[tdwg-content] If you need something for referring to a population, then it is probably best to do it as a related class
Steve Baskauf
steve.baskauf at vanderbilt.edu
Sun May 1 15:01:09 CEST 2011
OK, Pete, I'm going to try to write the other half of the email that I
promised. I'm going to start by saying that some of what I'm talking
about here has already been posted on the Darwin-SW (DSW) wiki page
called RelationshipToExistingModels
(http://code.google.com/p/darwin-sw/wiki/RelationshipToExistingModels).
I've actually wanted to bring this up with you for about six months, but
have never taken the time to put it into an email. Since this is going
out to the list, I'll include some comments about background that you
already know (assuming a broader audience). I'd welcome your comments
and feedback on what I've said and whether you think it is accurate or not.
One of the things that I think makes it difficult for people to follow
what you are proposing on taxonconcept.org is that the structure of your
RDF is complex. I'm not saying that is a bad thing, I'm just saying
that if you combine that with people's general unfamiliarity with RDF
and the difficulty that some people have with visualizing RDF in XML
format, it just isn't accessible to most people. Even that difficulty
in itself isn't necessarily a bad thing because RDF isn't really
intended to be understood primarily by people - it's designed to be
understood by computers, so many people on this list don't really need
to care about it. Nevertheless, in order to have a discussion about a
proposal, one must be able to visualize it. I am a very right-brained
person and must have maps, diagrams, and graphs to conceptualize
things. So the first thing I did was to go to
http://www.w3.org/RDF/Validator/, put in the URI your example, and tell
the parser to give me graph only.

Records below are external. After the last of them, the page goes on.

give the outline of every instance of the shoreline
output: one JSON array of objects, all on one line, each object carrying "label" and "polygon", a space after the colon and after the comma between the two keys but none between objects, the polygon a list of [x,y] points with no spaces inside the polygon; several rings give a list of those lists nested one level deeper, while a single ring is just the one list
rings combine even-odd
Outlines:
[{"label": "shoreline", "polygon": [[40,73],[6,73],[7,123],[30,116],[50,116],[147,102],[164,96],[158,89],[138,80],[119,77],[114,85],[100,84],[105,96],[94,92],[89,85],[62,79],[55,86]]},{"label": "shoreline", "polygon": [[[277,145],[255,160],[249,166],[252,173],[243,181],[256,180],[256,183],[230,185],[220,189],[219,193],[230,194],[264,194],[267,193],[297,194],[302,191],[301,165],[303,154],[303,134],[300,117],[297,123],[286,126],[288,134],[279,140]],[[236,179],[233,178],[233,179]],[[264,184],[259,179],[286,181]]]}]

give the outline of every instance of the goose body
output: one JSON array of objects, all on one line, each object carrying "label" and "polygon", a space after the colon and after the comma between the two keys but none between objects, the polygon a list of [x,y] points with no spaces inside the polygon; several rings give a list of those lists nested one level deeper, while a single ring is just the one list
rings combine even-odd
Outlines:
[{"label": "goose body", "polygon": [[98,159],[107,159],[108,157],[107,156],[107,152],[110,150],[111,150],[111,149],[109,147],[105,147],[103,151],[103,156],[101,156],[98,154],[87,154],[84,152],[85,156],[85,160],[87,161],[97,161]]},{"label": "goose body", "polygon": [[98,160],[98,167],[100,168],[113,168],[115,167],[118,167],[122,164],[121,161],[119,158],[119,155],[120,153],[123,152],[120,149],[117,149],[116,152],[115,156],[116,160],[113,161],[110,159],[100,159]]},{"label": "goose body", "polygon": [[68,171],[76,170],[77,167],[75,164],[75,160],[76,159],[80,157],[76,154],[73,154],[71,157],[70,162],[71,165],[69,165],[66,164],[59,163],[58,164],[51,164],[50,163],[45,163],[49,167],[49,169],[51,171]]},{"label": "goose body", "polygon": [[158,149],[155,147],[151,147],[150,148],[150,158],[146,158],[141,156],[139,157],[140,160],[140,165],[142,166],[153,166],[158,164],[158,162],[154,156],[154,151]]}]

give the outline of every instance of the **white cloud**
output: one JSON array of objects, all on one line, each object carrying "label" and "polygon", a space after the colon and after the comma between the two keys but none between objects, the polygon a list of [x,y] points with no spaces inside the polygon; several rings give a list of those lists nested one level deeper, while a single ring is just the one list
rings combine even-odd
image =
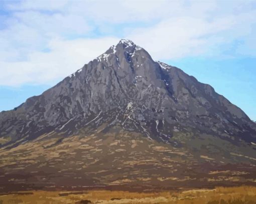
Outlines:
[{"label": "white cloud", "polygon": [[49,52],[33,52],[25,61],[0,62],[0,85],[19,86],[25,83],[44,84],[57,82],[103,53],[109,45],[118,43],[114,38],[54,39],[49,42]]},{"label": "white cloud", "polygon": [[236,41],[232,55],[256,56],[254,2],[11,2],[0,30],[0,85],[55,82],[123,37],[155,59],[219,57]]}]

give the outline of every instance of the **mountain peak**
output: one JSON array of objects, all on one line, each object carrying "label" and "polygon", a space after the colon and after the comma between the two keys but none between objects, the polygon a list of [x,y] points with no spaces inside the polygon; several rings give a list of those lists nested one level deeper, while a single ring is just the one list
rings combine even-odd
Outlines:
[{"label": "mountain peak", "polygon": [[118,44],[123,44],[129,47],[136,46],[133,41],[129,39],[121,39],[120,41],[119,41]]}]

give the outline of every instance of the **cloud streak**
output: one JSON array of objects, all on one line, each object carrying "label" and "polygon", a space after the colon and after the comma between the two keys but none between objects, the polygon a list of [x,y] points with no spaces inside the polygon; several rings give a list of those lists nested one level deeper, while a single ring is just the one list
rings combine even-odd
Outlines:
[{"label": "cloud streak", "polygon": [[120,38],[158,60],[255,56],[255,2],[7,2],[0,85],[49,84]]}]

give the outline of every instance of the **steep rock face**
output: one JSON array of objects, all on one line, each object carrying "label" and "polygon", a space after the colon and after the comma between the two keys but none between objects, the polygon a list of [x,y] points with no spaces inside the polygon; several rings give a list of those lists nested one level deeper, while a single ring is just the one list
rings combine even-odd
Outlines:
[{"label": "steep rock face", "polygon": [[96,129],[106,121],[166,142],[174,131],[189,127],[233,142],[256,142],[255,123],[210,85],[121,40],[42,95],[1,113],[2,145],[52,131],[68,136],[86,125]]},{"label": "steep rock face", "polygon": [[0,113],[0,191],[255,185],[255,144],[241,109],[121,40]]}]

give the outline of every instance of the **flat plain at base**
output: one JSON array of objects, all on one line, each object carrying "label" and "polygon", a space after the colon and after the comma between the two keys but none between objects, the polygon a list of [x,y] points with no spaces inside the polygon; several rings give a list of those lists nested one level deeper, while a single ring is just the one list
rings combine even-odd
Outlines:
[{"label": "flat plain at base", "polygon": [[0,195],[0,203],[176,203],[254,204],[256,187],[134,192],[124,191],[29,191]]}]

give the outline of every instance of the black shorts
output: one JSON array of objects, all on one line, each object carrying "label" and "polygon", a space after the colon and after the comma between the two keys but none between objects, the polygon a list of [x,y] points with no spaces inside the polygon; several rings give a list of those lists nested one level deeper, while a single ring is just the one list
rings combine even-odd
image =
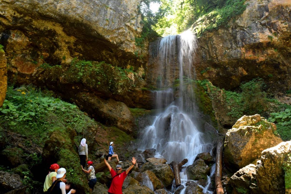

In the RelationshipToExistingModels
wiki page, I looked at
http://ocs.taxonconcept.org/ocs/f522444a-2dd9-400e-be59-47213ef38cb9.rdf
which provided information about an occurrence. One of the most obvious
features of the resulting graph is that it is complex. I used the word
"reticulated" because there are many cross-connections between the
nodes. It takes a bit of time and a large-screen monitor to sort it all
out, but if one ignores the literals and concentrates only on the nodes
that are labeled with URIs, the structure is actually very similar to
the structure we used in DSW. So that tells me that we (Cam and I) are
seeing the biodiversity informatics world in a very similar manner to
the way you have been seeing it. On obvious difference is in the class
names used to type resources - we mostly used DwC classes and you used
ones that you defined in your ontology, but that is a cosmetic
difference if one assumes that the classes in DSW and at
taxonconcept.org represent the same thing.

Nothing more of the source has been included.